By default, it runs with Docker containers. To run with subprocesses, we have to add the 'subprocess' argument.
$ python owkin-submission-training.py ... --subprocess
With the setup and configuration out of the way, you should now be able to run the predict submission program. The program accepts as inputs:
- One trained model file path,
- A single test dataset file (CSV, no labels included).
- A output directory
The program will output:
- One result file (CSV).
$ python owkin-submission-predict.py --help
usage: owkin-submission-predict.py [-h] [--output-dir OUTPUT_DIR] --model-path
MODEL_PATH --test-file TEST-DATA-FILE
optional arguments:
-h, --help show this help message and exit
--output-dir OUTPUT_DIR
Directory to store output result files to. If the
directory does not exist, it will be created.
--model-path MODEL_PATH
Path to the trained model.
--test-file TEST-DATA-FILE
Path to test a test data file consisting of samples of
unknown classification. After DP-FL training is
completed, the resulting global model will be used to
infer the tumor status of these samples.
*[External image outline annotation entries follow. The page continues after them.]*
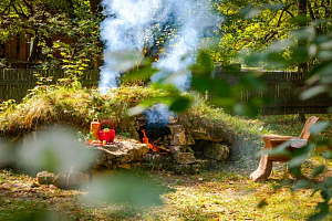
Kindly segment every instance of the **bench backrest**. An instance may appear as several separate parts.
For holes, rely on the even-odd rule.
[[[300,139],[307,139],[310,140],[312,138],[310,133],[310,127],[313,126],[315,123],[318,123],[319,118],[315,116],[311,116],[307,119],[304,127],[302,129],[302,133],[300,135]]]

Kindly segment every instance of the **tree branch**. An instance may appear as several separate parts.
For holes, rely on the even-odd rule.
[[[27,0],[23,0],[23,2],[25,3],[25,6],[30,9],[31,15],[33,17],[33,7],[31,6],[31,3],[29,3]]]
[[[10,0],[9,4],[0,12],[0,14],[4,14],[6,11],[8,11],[13,3],[14,0]]]

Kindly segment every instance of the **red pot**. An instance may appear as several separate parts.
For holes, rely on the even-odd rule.
[[[110,123],[113,127],[113,129],[108,129],[108,130],[101,130],[101,126],[103,123]],[[101,141],[106,140],[106,143],[113,143],[114,138],[115,138],[115,130],[114,130],[114,125],[110,122],[110,120],[103,120],[100,124],[100,128],[98,128],[98,138]]]

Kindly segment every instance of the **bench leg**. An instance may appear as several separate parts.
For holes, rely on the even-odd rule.
[[[250,175],[250,179],[255,182],[269,179],[272,171],[272,161],[268,157],[268,155],[262,155],[257,170]]]

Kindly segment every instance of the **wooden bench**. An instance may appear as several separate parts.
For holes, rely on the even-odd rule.
[[[255,170],[250,178],[253,181],[263,181],[270,177],[272,170],[272,161],[289,161],[289,155],[270,155],[269,150],[277,148],[279,145],[289,141],[287,149],[292,151],[295,148],[304,147],[312,138],[310,133],[310,127],[313,126],[319,120],[318,117],[311,116],[307,119],[302,133],[299,137],[292,136],[280,136],[280,135],[263,135],[262,139],[264,141],[264,147],[261,150],[261,158],[257,170]]]

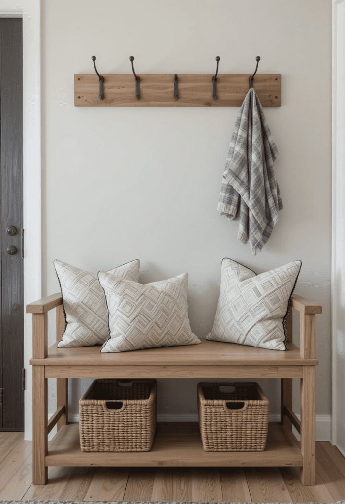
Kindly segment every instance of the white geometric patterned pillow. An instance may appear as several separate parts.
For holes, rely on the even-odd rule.
[[[200,343],[188,317],[188,273],[142,285],[100,271],[109,311],[102,353]]]
[[[108,310],[97,275],[54,261],[62,295],[66,326],[59,348],[103,343],[108,337]],[[109,270],[113,275],[137,282],[140,261]]]
[[[223,259],[215,321],[206,339],[287,350],[289,301],[301,266],[297,261],[256,275],[239,263]]]

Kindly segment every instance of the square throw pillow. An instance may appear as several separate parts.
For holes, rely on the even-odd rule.
[[[61,261],[54,266],[62,295],[66,326],[58,348],[104,343],[108,335],[108,310],[97,275]],[[140,261],[132,261],[109,273],[137,282]]]
[[[200,343],[188,317],[188,273],[142,285],[100,271],[109,311],[102,353]]]
[[[206,339],[287,350],[289,301],[301,266],[297,261],[256,275],[223,259],[215,321]]]

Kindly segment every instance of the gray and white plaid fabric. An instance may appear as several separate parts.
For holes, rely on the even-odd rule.
[[[283,208],[273,163],[278,154],[253,88],[236,119],[217,209],[239,223],[237,237],[256,256],[269,238]]]

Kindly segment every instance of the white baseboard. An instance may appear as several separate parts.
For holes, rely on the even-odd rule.
[[[51,415],[50,415],[51,416]],[[300,419],[299,415],[297,416]],[[70,414],[70,422],[79,422],[79,415]],[[269,422],[280,421],[280,415],[269,415]],[[197,415],[157,415],[158,422],[198,422]],[[299,439],[299,434],[293,427],[294,433]],[[331,417],[330,415],[316,415],[316,440],[330,441],[331,438]]]

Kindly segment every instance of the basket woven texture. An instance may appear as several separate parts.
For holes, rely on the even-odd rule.
[[[95,380],[79,400],[82,451],[148,452],[157,395],[156,380]]]
[[[233,392],[220,390],[229,387]],[[199,383],[197,402],[205,452],[265,449],[269,402],[257,383]]]

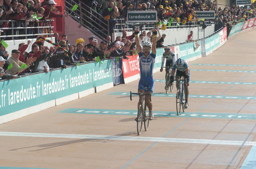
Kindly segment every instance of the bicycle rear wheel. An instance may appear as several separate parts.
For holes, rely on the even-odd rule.
[[[148,128],[148,124],[149,124],[149,114],[148,112],[147,112],[145,110],[144,112],[144,127],[145,127],[145,130],[147,131]]]
[[[138,135],[140,134],[142,128],[142,123],[143,122],[143,106],[140,104],[138,110],[138,115],[137,116],[137,132]]]
[[[176,95],[176,110],[177,110],[177,114],[178,116],[179,115],[181,112],[181,103],[180,102],[180,99],[178,98],[178,96],[180,95],[179,94],[179,90],[177,91],[177,95]]]
[[[184,90],[183,90],[184,91]],[[186,109],[185,108],[185,94],[184,93],[181,94],[181,97],[182,97],[182,99],[181,100],[182,100],[182,110],[183,110],[183,112],[185,112],[186,111]]]
[[[167,94],[168,94],[168,90],[169,90],[169,83],[170,83],[170,75],[169,73],[167,74],[165,80],[165,92]]]
[[[170,86],[170,92],[172,92],[173,91],[173,86],[174,86],[174,85],[173,85],[173,85],[172,86]]]

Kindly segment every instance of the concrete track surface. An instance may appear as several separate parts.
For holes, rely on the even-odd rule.
[[[189,63],[180,116],[176,90],[165,94],[164,73],[154,73],[155,118],[139,136],[128,95],[139,80],[0,125],[0,169],[256,168],[256,37]]]

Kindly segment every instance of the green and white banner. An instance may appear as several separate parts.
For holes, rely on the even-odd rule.
[[[127,23],[158,22],[157,11],[142,10],[127,11]]]
[[[232,27],[231,29],[230,33],[229,35],[229,37],[231,37],[233,35],[238,33],[239,32],[241,31],[243,29],[243,26],[244,26],[244,22],[241,22],[237,24],[236,25],[235,25],[234,26]]]
[[[215,19],[215,12],[214,11],[196,11],[196,17],[199,19]]]
[[[111,60],[0,82],[0,116],[113,82]]]
[[[251,5],[251,0],[236,0],[237,5]]]
[[[194,43],[187,43],[179,45],[179,58],[186,60],[202,55],[201,41],[198,42],[200,46],[196,49]],[[175,53],[175,55],[177,54]]]
[[[205,53],[207,53],[220,45],[220,36],[219,33],[204,40]]]

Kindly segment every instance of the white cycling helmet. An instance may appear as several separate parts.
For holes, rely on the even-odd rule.
[[[147,46],[148,47],[150,47],[150,48],[151,48],[151,44],[150,43],[148,42],[144,42],[142,43],[142,46]]]
[[[181,58],[179,58],[178,60],[177,60],[177,61],[176,61],[176,66],[177,66],[177,68],[181,69],[183,66],[183,65],[184,65],[183,60]]]
[[[121,42],[119,41],[117,41],[114,45],[114,47],[117,48],[117,49],[119,49],[121,46]]]

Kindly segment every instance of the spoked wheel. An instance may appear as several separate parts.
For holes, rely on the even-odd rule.
[[[169,90],[169,83],[170,83],[170,75],[169,73],[167,74],[166,77],[166,81],[165,82],[165,92],[167,94],[168,94],[168,90]]]
[[[173,91],[173,84],[172,86],[170,87],[170,91],[172,92]]]
[[[179,90],[177,91],[177,95],[176,96],[176,110],[177,110],[177,114],[178,116],[179,115],[179,113],[181,112],[181,107],[182,103],[180,102],[180,99],[178,98],[178,96],[179,96]]]
[[[139,105],[139,110],[138,110],[138,115],[137,116],[137,132],[138,135],[140,134],[142,128],[142,123],[143,123],[143,106],[142,104]]]
[[[149,114],[148,112],[147,112],[146,110],[144,112],[145,116],[144,118],[144,127],[145,130],[147,131],[148,128],[148,124],[149,124]],[[145,118],[146,117],[146,118]]]
[[[181,94],[181,96],[182,97],[182,110],[183,110],[183,112],[185,112],[186,111],[186,109],[185,108],[185,94]]]

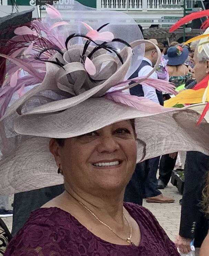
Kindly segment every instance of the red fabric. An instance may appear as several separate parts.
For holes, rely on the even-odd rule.
[[[208,16],[209,16],[209,10],[206,10],[204,11],[193,12],[188,15],[186,15],[173,25],[170,29],[169,32],[170,33],[173,32],[174,31],[177,29],[182,25],[188,23],[191,20]]]
[[[206,115],[206,113],[208,111],[208,109],[209,109],[209,103],[208,102],[206,104],[206,106],[205,107],[205,108],[203,110],[203,111],[200,117],[200,119],[197,122],[197,125],[199,125],[202,121],[202,120],[203,119],[205,116]]]
[[[124,206],[138,224],[139,246],[111,244],[96,236],[70,214],[56,207],[33,212],[10,242],[4,256],[179,256],[174,244],[147,209]]]
[[[209,80],[209,75],[207,76],[201,82],[196,85],[192,90],[197,90],[203,88],[206,88],[208,86],[208,80]]]

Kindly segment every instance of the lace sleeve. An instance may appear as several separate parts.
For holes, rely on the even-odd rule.
[[[150,224],[152,226],[151,228],[150,227],[150,228],[151,228],[152,231],[163,241],[163,243],[165,245],[165,251],[167,253],[166,255],[169,256],[176,256],[177,255],[180,256],[175,244],[170,239],[155,217],[148,209],[143,208],[143,210],[146,213],[147,216],[151,220]]]
[[[49,256],[60,252],[53,226],[27,223],[10,243],[5,256]]]

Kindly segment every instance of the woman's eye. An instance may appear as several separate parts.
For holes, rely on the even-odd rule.
[[[130,132],[128,129],[118,129],[116,131],[117,134],[130,134]]]
[[[96,131],[92,131],[91,132],[88,132],[83,135],[84,136],[96,136],[98,135],[97,132]]]

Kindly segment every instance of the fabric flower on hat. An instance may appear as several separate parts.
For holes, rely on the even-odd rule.
[[[178,56],[180,56],[182,54],[183,48],[180,45],[176,47],[176,53]]]

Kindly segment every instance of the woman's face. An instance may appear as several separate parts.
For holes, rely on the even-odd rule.
[[[66,139],[58,147],[55,156],[65,182],[86,191],[125,188],[136,165],[135,134],[129,120]]]

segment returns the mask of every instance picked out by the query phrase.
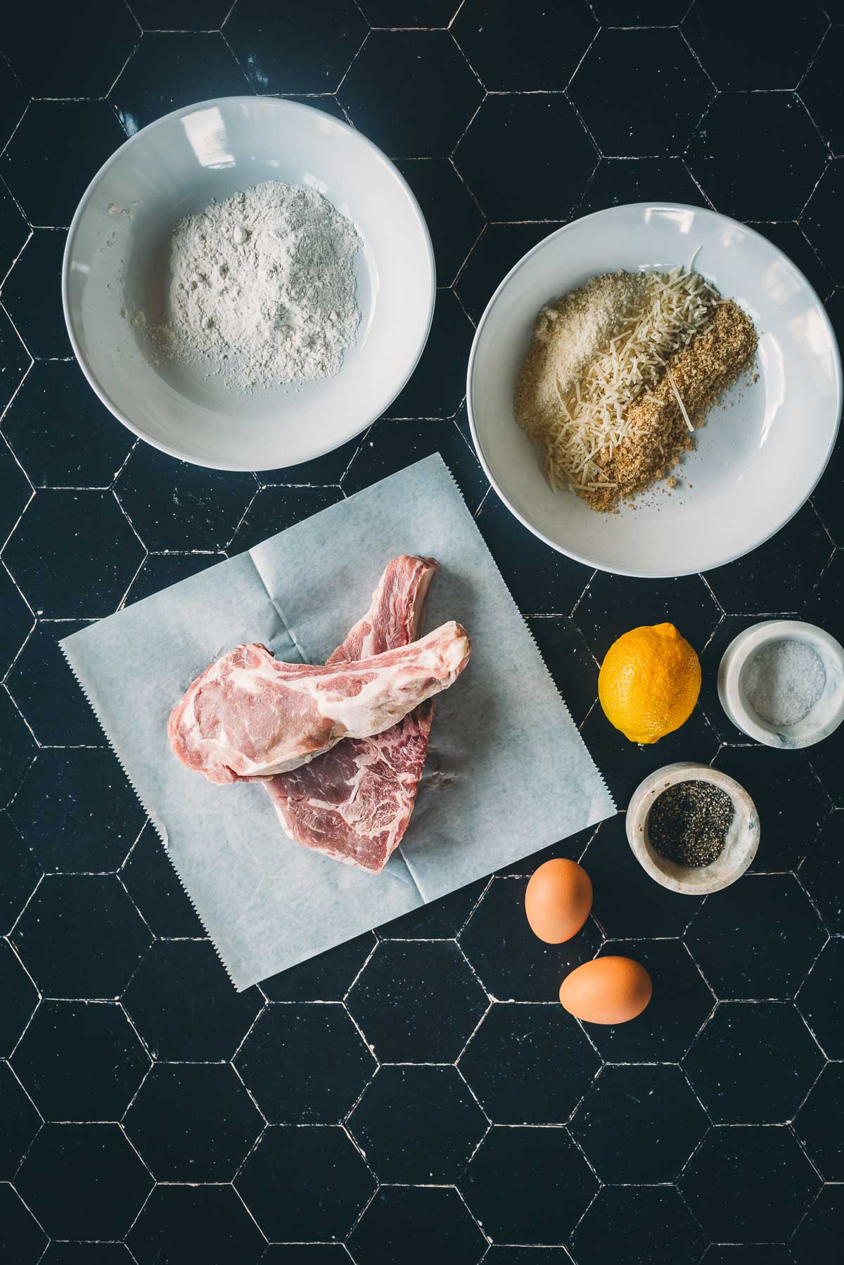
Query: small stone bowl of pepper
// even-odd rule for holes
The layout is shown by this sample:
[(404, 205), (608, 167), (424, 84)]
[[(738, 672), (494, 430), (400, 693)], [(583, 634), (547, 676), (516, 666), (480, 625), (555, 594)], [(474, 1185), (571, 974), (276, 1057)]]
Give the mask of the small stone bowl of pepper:
[(650, 878), (686, 896), (735, 883), (759, 845), (759, 815), (744, 787), (687, 760), (666, 764), (636, 787), (626, 829)]

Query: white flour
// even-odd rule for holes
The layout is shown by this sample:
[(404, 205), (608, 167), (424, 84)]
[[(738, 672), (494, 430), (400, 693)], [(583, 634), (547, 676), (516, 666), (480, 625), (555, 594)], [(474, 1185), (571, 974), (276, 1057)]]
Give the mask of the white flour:
[(267, 181), (180, 220), (159, 354), (233, 390), (328, 378), (356, 338), (361, 238), (320, 194)]

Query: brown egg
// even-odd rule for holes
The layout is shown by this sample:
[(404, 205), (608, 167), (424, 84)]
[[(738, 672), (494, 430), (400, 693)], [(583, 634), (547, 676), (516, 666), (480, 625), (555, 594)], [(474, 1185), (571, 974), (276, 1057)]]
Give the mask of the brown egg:
[(581, 930), (592, 908), (592, 884), (577, 861), (545, 861), (525, 891), (530, 930), (545, 944), (558, 945)]
[(559, 999), (585, 1023), (626, 1023), (650, 1001), (650, 975), (633, 958), (595, 958), (567, 975)]

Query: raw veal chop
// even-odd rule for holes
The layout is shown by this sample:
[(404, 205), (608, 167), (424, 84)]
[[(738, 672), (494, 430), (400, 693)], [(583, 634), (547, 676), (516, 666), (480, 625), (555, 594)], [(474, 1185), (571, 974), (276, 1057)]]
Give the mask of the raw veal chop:
[[(433, 558), (387, 563), (369, 610), (328, 660), (381, 654), (421, 629)], [(305, 848), (378, 873), (401, 842), (428, 754), (433, 701), (373, 737), (345, 737), (291, 773), (262, 778), (282, 829)]]
[(466, 629), (453, 620), (410, 645), (325, 667), (281, 663), (263, 645), (239, 645), (173, 708), (170, 743), (209, 782), (286, 773), (343, 737), (390, 729), (447, 689), (469, 653)]

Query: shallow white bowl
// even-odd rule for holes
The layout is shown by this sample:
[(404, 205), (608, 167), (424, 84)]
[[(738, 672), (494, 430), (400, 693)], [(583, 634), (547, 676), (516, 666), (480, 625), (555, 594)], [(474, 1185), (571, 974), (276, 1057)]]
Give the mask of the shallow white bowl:
[[(159, 323), (176, 220), (264, 180), (309, 185), (357, 225), (361, 325), (335, 377), (239, 393), (153, 363), (119, 312)], [(73, 352), (106, 407), (156, 448), (233, 471), (295, 466), (359, 434), (413, 373), (434, 293), (428, 228), (392, 163), (321, 110), (259, 96), (202, 101), (127, 140), (80, 202), (62, 271)]]
[[(777, 729), (757, 716), (748, 700), (743, 677), (750, 660), (773, 641), (805, 641), (820, 657), (826, 672), (824, 692), (806, 716), (796, 725)], [(748, 737), (766, 746), (798, 750), (814, 746), (844, 721), (844, 646), (825, 629), (802, 620), (764, 620), (744, 629), (728, 645), (717, 669), (717, 696), (721, 707)]]
[[(755, 323), (759, 381), (738, 383), (712, 410), (673, 495), (595, 514), (573, 493), (550, 491), (538, 449), (514, 420), (534, 320), (595, 273), (687, 266), (698, 247), (695, 267)], [(558, 229), (512, 268), (477, 328), (467, 395), (483, 468), (526, 528), (590, 567), (655, 578), (731, 562), (797, 512), (835, 441), (841, 363), (817, 295), (771, 242), (714, 211), (643, 202)]]
[[(710, 865), (677, 865), (650, 842), (648, 817), (654, 799), (677, 782), (709, 782), (725, 791), (733, 801), (734, 817), (724, 848)], [(744, 787), (720, 769), (690, 760), (666, 764), (640, 782), (630, 797), (625, 821), (628, 842), (642, 868), (662, 887), (683, 896), (706, 896), (735, 883), (759, 846), (759, 815)]]

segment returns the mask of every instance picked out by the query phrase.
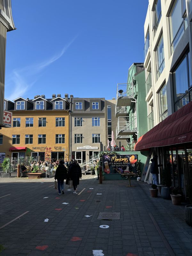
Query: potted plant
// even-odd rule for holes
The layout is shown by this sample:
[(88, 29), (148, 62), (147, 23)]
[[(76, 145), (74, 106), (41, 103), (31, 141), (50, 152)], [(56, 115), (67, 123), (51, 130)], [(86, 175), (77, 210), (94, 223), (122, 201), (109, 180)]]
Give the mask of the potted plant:
[(179, 187), (175, 187), (172, 188), (172, 193), (170, 195), (173, 204), (175, 205), (180, 204), (183, 194), (181, 189)]
[(161, 197), (164, 199), (171, 200), (172, 180), (171, 170), (169, 168), (167, 167), (163, 169), (162, 177), (162, 183), (165, 186), (162, 187), (161, 188)]
[(192, 227), (192, 185), (190, 185), (188, 190), (190, 204), (185, 205), (185, 220), (190, 227)]
[(149, 191), (152, 197), (157, 197), (158, 195), (157, 186), (155, 184), (151, 185), (151, 188), (149, 188)]

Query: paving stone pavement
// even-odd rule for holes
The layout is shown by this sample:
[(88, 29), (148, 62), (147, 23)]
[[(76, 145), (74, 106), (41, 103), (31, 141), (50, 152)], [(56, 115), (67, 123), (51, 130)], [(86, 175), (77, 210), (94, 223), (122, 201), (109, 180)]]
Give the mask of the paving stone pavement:
[[(126, 180), (99, 184), (96, 178), (83, 175), (80, 194), (65, 185), (60, 196), (52, 178), (0, 179), (0, 255), (92, 256), (102, 250), (105, 256), (191, 256), (184, 204), (150, 197), (143, 182), (129, 188)], [(100, 212), (120, 212), (120, 220), (98, 220)]]

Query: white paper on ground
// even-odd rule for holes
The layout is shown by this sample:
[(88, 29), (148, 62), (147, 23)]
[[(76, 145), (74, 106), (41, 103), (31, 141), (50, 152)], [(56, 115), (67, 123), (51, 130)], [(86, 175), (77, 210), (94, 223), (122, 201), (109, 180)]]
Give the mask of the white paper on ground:
[(93, 250), (94, 256), (104, 256), (102, 250)]

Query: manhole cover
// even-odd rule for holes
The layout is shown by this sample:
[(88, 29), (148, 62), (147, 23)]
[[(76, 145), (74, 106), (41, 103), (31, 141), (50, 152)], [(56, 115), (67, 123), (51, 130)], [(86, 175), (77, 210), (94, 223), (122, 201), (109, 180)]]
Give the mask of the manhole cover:
[(120, 220), (120, 212), (100, 212), (98, 220)]

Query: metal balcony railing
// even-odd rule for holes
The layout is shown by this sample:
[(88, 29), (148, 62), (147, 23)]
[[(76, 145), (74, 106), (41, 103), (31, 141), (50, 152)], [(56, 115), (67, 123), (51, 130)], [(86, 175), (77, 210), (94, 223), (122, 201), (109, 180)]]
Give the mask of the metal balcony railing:
[(146, 86), (146, 94), (147, 95), (149, 91), (151, 88), (152, 87), (152, 83), (151, 83), (151, 73), (150, 72), (145, 82), (145, 86)]
[(154, 127), (154, 119), (153, 118), (153, 111), (152, 111), (147, 117), (148, 125), (148, 130), (149, 131)]

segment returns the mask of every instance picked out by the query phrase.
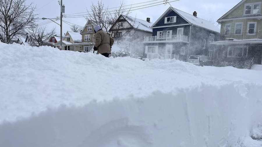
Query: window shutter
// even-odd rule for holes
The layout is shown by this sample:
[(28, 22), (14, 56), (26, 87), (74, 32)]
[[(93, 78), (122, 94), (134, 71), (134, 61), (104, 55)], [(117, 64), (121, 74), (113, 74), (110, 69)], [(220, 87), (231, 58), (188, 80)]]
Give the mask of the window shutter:
[(145, 50), (145, 53), (147, 53), (148, 50), (148, 46), (146, 46), (146, 50)]
[(176, 22), (176, 16), (174, 17), (174, 22)]

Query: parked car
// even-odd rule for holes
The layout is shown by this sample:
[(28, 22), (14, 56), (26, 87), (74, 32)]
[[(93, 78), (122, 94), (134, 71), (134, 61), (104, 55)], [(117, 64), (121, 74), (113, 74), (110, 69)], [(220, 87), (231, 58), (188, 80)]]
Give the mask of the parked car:
[(191, 55), (189, 56), (187, 62), (198, 66), (211, 66), (212, 64), (212, 61), (209, 57), (203, 55)]

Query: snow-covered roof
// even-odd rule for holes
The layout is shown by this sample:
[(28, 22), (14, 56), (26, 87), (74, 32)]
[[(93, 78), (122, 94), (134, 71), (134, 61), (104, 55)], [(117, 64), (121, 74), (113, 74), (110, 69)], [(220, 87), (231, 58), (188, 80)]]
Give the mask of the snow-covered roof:
[(220, 33), (220, 29), (215, 26), (214, 24), (209, 21), (196, 17), (193, 15), (190, 14), (174, 8), (171, 8), (174, 11), (180, 15), (186, 20), (188, 21), (188, 22), (196, 25), (208, 29), (210, 31), (219, 33)]
[(68, 31), (73, 40), (82, 40), (82, 35), (79, 32), (74, 32), (72, 31)]
[(130, 16), (123, 15), (127, 21), (131, 25), (134, 25), (133, 27), (137, 29), (152, 32), (152, 29), (150, 27), (153, 24), (145, 21)]

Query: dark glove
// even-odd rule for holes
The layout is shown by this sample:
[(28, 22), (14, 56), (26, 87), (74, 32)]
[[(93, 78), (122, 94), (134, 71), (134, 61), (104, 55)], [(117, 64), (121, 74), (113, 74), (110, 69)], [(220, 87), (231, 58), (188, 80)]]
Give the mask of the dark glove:
[(94, 51), (97, 51), (97, 47), (95, 46), (94, 46)]

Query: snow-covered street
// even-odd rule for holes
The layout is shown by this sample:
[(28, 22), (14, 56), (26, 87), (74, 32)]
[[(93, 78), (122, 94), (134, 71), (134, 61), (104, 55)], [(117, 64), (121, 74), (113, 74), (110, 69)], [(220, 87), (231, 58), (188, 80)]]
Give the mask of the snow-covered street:
[(261, 75), (0, 43), (0, 146), (260, 146)]

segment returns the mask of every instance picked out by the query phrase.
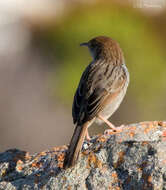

The resulting
predictions will be stored within the corresponding
results files.
$ python owkin-submission-predict.py \
--output-dir owkin-predictions \
--model-path owkin-models/owkin-model-eps1.0-delta0.0001-sizemodel69.pth \
--test-file data/test_samples.csv
The output result files contain binary values corresponding to predictions of a trained model on each test data sample, where
0
-- indicates a non-tumor prediction,1
-- indicates a tumor prediction.
Each result CSV file will contain as many rows as test samples, and will contain one (or multiple) columns, where each column represents a different independent trial of the training procedure. Below you can find an example of the output format
$ cat owkin-results-eps1.0-delta0.0001.csv
patient_id,pred
TCGA-BH-A0AY-11A-23R-A089-07, 0
TCGA-BH-A0DK-11A-13R-A089-07, 1
TCGA-A7-A13F-11A-42R-A12P-07, 0
...
TCGA-BH-A1ES-01A-11R-A137-07, 1
If you have a separate label file available, we provide a helper script to compare the accuracy of our outputs to your label file,
$ python owkin-submission-evaluate.py \
--labels data/test_labels.csv \
-- preds owkin-results-eps1.0-delta0.0001.csv
Accuracy: 0.9585
This project is developed under the Apache License, Version 2.0 (Apache-2.0), located in the LICENSE file.